2. Atomic I/O (Write-Ahead Log Pattern)

To prevent "Zombie Artifacts" (corrupted files from crashed runs), the pipeline uses an Atomic Rename Pattern:

Write: Nodes write to filename.csv..tmp.
Verify: Node returns success.
Commit: Orchestrator performs an OS-level atomic rename (replace()) to .csv and registers the metadata in the same transaction scope.

3. Artifact Registry

Metadata is treated as a first-class citizen.
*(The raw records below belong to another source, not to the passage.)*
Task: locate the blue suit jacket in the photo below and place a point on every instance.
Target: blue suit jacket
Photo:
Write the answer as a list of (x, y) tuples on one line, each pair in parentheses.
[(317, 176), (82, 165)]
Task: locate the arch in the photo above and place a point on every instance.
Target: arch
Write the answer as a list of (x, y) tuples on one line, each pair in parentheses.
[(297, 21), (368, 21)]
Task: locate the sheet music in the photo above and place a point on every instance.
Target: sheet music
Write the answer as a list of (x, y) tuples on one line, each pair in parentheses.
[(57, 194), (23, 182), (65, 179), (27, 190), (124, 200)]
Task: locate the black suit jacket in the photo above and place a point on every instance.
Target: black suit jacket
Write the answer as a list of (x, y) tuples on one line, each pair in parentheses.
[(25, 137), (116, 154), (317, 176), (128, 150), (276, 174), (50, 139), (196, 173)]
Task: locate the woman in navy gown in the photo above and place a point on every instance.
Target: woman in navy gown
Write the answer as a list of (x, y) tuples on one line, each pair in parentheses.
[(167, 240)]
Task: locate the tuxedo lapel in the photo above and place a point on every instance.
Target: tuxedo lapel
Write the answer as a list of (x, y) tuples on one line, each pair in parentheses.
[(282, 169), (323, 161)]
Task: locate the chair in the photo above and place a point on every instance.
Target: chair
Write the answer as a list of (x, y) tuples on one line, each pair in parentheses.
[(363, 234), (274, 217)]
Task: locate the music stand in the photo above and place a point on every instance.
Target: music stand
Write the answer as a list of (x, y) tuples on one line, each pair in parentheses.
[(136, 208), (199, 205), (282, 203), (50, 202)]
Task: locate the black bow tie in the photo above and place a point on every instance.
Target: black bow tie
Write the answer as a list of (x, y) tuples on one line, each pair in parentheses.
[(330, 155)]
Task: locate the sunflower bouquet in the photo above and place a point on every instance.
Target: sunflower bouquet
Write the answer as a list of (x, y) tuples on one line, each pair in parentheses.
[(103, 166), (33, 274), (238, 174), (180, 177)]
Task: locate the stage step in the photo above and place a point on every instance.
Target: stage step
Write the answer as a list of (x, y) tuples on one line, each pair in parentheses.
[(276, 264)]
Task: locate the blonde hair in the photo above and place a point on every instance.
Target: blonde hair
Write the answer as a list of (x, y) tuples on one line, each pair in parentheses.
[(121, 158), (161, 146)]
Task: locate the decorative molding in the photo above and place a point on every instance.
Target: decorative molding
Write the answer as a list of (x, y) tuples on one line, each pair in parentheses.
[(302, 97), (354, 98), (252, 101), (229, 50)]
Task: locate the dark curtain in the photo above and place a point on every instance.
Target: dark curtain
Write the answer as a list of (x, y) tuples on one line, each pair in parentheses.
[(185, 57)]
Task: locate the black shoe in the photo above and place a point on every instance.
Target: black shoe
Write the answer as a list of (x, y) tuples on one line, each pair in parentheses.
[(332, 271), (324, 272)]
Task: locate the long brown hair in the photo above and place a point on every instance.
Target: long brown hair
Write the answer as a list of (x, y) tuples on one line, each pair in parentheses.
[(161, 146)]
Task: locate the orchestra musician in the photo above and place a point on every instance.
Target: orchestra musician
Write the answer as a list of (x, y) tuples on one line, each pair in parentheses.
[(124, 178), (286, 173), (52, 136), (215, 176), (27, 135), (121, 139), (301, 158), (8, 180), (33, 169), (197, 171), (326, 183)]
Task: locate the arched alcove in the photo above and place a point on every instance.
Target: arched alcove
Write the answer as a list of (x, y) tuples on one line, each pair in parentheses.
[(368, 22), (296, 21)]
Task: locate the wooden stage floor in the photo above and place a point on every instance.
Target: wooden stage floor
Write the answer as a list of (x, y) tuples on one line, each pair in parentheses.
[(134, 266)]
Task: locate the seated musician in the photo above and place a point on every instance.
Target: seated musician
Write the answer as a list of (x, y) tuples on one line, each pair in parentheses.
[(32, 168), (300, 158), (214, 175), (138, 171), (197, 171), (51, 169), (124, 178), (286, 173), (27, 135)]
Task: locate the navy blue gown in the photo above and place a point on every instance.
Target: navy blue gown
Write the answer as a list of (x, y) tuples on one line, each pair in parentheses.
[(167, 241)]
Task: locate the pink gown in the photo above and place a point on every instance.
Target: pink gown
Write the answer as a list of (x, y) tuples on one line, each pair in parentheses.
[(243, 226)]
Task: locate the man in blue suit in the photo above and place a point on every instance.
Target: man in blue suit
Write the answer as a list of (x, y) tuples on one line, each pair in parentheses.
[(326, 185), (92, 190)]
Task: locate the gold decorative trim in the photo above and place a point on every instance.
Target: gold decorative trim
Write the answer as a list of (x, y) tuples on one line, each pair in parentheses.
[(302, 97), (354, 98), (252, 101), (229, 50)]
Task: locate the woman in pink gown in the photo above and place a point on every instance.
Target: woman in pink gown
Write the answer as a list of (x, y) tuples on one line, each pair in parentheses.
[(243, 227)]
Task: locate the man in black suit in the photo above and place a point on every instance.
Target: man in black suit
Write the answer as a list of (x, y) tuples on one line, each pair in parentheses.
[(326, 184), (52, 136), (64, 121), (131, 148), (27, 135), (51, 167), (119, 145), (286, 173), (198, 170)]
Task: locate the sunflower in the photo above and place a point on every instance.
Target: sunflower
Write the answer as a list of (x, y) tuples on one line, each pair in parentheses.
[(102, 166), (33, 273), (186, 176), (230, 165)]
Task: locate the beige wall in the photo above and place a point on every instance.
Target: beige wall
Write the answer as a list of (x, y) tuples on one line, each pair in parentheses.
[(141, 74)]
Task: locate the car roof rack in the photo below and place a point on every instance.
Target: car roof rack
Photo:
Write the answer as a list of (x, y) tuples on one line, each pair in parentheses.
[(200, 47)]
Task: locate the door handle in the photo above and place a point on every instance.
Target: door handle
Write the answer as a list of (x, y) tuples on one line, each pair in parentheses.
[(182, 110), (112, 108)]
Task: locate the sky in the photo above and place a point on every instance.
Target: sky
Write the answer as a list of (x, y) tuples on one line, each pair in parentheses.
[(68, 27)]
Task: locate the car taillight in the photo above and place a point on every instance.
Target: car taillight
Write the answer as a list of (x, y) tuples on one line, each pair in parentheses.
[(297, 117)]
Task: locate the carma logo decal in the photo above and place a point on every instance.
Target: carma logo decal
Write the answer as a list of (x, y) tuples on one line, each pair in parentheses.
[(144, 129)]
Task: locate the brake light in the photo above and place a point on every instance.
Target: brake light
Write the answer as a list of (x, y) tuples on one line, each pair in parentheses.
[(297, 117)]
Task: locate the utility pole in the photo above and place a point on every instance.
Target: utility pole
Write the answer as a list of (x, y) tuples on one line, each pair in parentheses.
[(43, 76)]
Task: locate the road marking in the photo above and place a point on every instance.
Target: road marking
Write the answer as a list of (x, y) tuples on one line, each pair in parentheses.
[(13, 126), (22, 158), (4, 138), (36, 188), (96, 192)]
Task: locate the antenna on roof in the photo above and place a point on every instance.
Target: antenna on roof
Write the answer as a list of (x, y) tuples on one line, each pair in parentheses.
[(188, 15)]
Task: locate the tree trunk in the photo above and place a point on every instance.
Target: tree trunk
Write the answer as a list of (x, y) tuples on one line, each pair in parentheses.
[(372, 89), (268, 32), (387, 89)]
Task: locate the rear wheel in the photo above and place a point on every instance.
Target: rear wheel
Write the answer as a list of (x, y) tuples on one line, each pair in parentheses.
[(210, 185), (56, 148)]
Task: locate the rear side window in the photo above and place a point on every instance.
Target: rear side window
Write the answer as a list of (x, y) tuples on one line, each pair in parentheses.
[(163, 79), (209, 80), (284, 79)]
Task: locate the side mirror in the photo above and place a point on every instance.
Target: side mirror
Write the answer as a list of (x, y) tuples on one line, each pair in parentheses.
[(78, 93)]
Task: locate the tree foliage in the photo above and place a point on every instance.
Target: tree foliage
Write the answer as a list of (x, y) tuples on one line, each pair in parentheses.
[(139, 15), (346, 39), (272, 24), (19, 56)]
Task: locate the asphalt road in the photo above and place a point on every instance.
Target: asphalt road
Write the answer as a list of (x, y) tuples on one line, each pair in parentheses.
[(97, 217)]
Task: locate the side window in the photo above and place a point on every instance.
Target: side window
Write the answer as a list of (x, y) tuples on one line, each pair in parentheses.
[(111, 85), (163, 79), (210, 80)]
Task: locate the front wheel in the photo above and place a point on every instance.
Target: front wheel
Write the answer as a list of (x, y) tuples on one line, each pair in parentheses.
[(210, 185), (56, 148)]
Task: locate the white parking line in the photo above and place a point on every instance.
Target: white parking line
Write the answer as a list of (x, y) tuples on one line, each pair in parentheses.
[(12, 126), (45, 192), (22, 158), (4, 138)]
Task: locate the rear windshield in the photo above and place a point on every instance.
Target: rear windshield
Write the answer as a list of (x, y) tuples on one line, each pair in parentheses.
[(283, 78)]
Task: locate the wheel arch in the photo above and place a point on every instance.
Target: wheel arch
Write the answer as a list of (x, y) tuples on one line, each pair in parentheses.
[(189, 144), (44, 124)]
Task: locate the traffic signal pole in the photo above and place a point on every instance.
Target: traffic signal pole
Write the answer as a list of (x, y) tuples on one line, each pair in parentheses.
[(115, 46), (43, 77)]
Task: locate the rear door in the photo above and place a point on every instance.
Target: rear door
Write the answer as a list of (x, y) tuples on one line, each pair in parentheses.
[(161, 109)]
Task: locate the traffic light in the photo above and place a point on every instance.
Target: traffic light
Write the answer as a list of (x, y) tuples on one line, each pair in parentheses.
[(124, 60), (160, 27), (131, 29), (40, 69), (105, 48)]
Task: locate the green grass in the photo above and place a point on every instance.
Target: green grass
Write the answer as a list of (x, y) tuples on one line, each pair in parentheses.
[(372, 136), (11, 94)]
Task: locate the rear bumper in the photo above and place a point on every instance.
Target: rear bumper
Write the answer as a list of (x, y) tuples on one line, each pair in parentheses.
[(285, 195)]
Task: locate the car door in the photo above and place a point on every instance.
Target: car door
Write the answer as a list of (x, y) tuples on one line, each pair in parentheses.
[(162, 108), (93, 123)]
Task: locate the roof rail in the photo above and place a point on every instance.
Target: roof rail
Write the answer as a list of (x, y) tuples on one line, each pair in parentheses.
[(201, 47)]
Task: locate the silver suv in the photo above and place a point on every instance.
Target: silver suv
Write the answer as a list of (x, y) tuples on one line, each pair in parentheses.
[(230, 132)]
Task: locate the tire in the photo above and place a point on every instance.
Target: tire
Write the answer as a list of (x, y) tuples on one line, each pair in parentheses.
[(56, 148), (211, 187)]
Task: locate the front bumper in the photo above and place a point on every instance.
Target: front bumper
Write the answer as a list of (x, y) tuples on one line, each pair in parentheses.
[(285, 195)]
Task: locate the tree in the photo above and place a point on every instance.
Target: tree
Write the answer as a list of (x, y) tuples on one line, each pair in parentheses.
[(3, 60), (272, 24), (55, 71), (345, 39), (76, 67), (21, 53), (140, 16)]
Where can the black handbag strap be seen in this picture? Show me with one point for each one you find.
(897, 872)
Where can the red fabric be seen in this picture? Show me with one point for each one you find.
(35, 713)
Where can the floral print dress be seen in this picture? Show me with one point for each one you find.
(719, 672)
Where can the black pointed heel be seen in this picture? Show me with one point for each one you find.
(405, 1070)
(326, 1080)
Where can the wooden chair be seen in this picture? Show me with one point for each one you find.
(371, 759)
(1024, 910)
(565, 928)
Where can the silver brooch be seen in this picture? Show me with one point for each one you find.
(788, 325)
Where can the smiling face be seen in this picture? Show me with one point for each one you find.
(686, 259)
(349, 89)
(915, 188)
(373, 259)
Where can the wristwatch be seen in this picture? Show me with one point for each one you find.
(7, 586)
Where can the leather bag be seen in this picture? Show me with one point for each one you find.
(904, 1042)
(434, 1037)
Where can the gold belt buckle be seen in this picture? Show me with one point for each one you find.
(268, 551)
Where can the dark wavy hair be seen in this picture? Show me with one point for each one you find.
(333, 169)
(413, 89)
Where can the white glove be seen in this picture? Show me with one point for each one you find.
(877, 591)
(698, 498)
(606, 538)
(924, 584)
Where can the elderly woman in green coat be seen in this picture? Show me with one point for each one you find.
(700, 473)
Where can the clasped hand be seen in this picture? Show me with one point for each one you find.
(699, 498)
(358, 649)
A SQLite backend tracks:

Lineage: Which inputs produced which outputs.
Versioning: Automatic v1, v2 incrementing.
Audit: Execution timestamps and row counts.

4. Dual-Mode Visualization

The Streamlit dashboard implements a Hybrid Auth pattern:

Public View: Automatically loads synthetic data (Mock Mode) for demonstration purposes, ensuring zero-click value for visitors.
Private View: An authenticated sidebar login unlocks the real telemetry data (decrypted from cloud secrets) for the owner.
UX: Features Altair charts with magnetic crosshairs, dynamic date filtering, and physiological threshold markers.

5. Cloud State Sync (Stateless Compute)

To support ephemeral environments (Docker/GitHub Actions), the pipeline implements a Remote State architecture.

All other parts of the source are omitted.